Arriva una svolta nelle indagini sulla morte del giornalista salernitano Luigi Luca Esposito, il 53enne trovato carbonizzato domenica scorsa in un terreno agricolo di Eboli.

La Procura della Repubblica di Salerno, al termine di un’intensa attività investigativa condotta dal Nucleo Investigativo del Comando Provinciale dei Carabinieri di Salerno, ha disposto il fermo di un indiziato di delitto, ritenuto il presunto responsabile dell’omicidio.

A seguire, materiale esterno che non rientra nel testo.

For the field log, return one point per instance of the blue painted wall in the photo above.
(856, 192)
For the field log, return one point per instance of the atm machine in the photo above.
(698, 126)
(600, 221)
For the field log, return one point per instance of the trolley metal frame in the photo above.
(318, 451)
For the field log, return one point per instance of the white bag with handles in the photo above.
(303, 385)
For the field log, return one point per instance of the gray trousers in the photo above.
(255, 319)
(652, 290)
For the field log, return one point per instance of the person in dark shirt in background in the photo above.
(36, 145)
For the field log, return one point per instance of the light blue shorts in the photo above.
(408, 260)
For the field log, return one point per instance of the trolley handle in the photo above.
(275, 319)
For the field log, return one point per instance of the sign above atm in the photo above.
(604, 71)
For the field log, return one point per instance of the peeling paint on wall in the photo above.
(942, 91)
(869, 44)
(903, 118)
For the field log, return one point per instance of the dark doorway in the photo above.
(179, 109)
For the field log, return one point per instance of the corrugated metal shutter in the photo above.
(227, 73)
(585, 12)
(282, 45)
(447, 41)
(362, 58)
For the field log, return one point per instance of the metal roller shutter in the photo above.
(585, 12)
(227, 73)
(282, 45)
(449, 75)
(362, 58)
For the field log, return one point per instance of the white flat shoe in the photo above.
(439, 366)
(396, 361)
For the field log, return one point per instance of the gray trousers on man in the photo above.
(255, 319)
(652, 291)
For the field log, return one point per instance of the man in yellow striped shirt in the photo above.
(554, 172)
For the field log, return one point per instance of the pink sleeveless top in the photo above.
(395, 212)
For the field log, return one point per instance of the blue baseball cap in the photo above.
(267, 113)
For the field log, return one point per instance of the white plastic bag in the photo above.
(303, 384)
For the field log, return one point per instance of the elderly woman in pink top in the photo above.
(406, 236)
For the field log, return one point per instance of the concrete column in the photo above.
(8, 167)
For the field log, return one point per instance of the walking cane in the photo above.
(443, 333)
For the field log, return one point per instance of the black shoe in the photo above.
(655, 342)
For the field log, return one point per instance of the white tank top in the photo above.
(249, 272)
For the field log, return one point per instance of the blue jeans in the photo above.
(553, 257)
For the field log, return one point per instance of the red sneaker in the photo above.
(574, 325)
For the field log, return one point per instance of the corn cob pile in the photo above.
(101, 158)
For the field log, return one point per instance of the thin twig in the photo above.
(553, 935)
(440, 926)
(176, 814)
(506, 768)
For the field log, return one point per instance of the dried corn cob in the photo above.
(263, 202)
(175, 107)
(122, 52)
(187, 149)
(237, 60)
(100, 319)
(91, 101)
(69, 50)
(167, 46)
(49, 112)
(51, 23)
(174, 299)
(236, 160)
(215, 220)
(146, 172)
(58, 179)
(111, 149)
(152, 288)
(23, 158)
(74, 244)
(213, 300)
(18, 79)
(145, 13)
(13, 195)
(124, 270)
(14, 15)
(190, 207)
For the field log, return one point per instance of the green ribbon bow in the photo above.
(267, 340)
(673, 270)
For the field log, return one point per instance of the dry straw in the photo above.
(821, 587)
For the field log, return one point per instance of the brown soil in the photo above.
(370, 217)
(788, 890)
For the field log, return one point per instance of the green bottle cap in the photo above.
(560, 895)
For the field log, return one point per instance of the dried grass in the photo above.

L’uomo è stato rintracciato mentre si nascondeva all’interno di un casolare abbandonato. Il blitz dei Carabinieri è stato eseguito con il supporto del Reparto Investigazioni Scientifiche del ROS e dello Squadrone Cacciatori di Puglia, che hanno collaborato alle operazioni di ricerca e cattura.

Le indagini avevano già fatto emergere elementi particolarmente inquietanti. Gli accertamenti medico-legali avrebbero infatti evidenziato che Luca Esposito era ancora vivo quando è stato dato alle fiamme, come dimostrerebbe la presenza di fumo nei polmoni, circostanza che rende il delitto ancora più efferato.

Gli investigatori stanno ora ricostruendo il movente e la dinamica dell’omicidio, mentre proseguono gli approfondimenti per chiarire tutti i dettagli della vicenda e verificare l’eventuale coinvolgimento di altre persone.

Il fermato sarà ascoltato nelle prossime ore dall’autorità giudiziaria nell’ambito del procedimento coordinato dalla Procura di Salerno.